Als der Mann mit den roten Haaren meinen Blick bemerkte, grinste er wieder. Mein Vater hatte seine Finger hinter seinem Rücken verschränkt, während er rechts neben dem dunklen Esstisch bei meiner Zimmertür stand. Ethan J. Aquila war ein großer Mann, wenn er auch nicht aufgrund seiner Statur einschüchternd erschien; es war seine Ausstrahlung, wie seine Augen einen verfolgten, einem langsam die Haut vom Körper abzogen, um deine tiefsten Geheimnisse zu offenbaren.
Kurz tauchte in meinem Inneren das Verlangen auf, ähnliche Gefühle in meinem Vater auszulösen, die er in mir auslöste, um ihm zu zeigen, wie beschissen es sich anfühlte, doch dann erinnerte ich mich wieder, wen ich als meinen Vater hatte.

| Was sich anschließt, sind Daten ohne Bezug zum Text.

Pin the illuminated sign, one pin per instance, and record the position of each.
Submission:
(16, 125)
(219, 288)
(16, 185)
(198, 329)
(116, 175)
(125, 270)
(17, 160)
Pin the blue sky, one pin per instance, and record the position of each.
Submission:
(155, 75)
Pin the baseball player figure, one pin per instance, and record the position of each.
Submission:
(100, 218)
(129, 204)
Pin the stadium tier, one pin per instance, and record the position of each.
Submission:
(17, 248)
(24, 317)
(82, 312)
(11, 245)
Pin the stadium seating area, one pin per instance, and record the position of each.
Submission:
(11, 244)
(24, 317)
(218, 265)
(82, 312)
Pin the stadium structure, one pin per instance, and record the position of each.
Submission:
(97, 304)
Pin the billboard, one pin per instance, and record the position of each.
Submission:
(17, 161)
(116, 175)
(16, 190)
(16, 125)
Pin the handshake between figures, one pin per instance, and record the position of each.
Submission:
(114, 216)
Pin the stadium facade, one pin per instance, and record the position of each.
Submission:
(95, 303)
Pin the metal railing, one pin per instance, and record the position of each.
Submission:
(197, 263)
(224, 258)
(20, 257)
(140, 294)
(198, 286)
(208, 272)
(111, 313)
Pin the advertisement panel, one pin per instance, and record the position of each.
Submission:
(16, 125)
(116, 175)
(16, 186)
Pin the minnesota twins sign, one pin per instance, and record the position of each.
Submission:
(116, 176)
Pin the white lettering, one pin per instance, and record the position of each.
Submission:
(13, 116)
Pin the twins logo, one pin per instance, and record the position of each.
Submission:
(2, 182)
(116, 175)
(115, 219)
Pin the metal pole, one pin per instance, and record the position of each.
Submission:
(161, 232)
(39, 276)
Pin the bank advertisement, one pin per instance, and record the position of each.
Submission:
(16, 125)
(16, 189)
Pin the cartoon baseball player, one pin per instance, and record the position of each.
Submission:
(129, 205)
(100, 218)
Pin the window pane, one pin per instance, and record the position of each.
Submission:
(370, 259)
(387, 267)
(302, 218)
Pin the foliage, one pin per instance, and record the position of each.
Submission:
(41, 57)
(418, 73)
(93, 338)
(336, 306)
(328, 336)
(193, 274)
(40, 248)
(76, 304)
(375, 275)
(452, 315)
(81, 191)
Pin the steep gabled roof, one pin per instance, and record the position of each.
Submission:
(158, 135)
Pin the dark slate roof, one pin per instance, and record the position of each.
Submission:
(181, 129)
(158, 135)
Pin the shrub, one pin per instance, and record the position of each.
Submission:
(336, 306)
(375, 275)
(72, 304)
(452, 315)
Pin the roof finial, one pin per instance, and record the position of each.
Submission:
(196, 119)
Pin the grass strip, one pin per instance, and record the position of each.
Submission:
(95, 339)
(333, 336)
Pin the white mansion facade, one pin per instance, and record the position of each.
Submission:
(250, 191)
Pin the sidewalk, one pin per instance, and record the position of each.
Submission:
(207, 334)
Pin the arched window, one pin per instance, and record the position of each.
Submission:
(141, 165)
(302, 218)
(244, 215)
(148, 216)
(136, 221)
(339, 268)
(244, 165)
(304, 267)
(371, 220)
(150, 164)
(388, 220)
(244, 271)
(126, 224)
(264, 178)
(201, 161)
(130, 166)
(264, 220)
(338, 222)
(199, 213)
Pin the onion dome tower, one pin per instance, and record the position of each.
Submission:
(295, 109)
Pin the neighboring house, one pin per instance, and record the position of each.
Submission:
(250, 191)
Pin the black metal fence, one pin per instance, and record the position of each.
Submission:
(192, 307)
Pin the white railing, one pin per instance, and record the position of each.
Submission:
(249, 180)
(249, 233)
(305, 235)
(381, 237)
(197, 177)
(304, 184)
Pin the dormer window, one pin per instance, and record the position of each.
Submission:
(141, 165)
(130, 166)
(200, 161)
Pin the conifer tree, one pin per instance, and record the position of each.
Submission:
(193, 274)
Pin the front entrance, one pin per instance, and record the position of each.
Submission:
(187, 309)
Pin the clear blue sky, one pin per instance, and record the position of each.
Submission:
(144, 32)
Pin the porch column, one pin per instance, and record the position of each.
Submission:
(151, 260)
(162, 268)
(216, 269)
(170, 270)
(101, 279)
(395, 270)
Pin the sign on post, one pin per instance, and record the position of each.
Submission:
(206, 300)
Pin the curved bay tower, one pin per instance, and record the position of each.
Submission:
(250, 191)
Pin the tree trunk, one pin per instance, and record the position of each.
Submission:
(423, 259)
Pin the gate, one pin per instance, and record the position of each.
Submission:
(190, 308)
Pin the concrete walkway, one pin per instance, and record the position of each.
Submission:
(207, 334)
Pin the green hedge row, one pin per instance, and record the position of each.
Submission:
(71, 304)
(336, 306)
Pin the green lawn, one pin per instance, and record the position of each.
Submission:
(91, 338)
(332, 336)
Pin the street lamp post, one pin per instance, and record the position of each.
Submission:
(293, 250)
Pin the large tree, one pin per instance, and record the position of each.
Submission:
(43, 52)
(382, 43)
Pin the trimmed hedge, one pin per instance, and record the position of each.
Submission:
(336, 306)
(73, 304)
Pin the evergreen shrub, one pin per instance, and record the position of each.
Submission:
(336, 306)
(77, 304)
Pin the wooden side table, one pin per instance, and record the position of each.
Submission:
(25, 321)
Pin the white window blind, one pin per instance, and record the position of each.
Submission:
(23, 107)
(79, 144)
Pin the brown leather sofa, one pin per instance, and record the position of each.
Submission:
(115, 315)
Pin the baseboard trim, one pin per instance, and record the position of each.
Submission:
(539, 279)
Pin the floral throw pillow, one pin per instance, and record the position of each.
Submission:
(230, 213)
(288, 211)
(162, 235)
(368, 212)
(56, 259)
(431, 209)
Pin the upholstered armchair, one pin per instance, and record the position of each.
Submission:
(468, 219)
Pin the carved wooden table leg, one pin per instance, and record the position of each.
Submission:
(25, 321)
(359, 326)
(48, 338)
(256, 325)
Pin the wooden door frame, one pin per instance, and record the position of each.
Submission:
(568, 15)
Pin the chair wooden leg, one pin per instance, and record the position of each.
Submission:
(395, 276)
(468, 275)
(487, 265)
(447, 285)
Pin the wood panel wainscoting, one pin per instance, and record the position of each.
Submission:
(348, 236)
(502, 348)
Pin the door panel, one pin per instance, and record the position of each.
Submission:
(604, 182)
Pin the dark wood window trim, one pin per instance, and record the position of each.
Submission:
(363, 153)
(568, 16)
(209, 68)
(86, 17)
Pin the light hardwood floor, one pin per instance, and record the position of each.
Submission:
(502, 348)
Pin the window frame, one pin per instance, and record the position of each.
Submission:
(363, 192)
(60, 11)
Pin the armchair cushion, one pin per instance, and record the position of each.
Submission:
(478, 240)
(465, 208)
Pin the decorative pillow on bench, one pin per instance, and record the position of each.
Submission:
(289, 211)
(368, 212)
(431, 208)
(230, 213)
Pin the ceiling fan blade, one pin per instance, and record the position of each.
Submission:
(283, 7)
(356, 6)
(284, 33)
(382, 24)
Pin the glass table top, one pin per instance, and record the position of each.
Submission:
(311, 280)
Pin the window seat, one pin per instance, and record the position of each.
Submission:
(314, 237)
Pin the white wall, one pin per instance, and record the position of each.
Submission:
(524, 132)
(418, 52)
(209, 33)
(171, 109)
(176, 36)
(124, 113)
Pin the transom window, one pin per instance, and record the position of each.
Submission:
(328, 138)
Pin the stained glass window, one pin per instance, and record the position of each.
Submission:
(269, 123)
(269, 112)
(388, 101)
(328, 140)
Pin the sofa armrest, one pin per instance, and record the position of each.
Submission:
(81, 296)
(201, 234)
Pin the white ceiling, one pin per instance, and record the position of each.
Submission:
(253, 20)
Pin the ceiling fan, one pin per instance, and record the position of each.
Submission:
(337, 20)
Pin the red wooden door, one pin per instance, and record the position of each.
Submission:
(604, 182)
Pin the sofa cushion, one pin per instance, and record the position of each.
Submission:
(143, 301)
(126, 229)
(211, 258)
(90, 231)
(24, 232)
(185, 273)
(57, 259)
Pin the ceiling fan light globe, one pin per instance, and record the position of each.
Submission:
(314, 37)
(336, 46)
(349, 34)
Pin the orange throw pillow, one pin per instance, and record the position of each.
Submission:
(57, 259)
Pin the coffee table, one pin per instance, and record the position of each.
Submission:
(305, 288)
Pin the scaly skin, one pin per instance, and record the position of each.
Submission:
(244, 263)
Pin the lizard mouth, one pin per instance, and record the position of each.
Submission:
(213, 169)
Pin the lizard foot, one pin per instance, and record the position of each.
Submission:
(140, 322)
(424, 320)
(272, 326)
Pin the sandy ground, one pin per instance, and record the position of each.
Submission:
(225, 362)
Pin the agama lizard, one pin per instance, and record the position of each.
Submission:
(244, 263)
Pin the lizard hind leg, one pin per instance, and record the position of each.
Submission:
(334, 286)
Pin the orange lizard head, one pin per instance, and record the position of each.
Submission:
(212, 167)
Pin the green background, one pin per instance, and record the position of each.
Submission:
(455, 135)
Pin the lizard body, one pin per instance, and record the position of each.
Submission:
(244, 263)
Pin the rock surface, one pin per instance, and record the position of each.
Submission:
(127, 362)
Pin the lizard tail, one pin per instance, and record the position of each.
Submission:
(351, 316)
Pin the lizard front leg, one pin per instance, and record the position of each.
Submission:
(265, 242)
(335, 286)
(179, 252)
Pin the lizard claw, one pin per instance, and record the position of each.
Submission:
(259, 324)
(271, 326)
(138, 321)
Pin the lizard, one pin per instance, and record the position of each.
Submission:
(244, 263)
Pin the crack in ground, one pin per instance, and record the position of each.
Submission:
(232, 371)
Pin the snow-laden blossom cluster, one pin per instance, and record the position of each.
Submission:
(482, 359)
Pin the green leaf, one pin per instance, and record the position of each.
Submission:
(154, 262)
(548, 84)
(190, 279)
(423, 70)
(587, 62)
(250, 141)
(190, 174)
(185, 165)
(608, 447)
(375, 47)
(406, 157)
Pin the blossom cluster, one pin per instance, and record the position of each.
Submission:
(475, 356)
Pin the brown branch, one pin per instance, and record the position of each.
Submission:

»Das Gespräch ist kurz?«, fragte ich nach, probierte, meine Stimme fest klingen zu lassen, doch meine Nervosität und Gereiztheit aufgrund Vollmond sickerte ein wenig hindurch.
»So gern ich dich habe, ja, Phil, dieser Besuch ist nur, weil ich etwas von dir will. Auch habe ich heute noch einen Termin. Du weißt schon, düstere Machenschaften und so.«
In diesem Moment musste ich mich davor bewahren, dramatisch mit meinen Augen zu rollen, denn wie mein Vater gerade vor mir stand, war lächerlich.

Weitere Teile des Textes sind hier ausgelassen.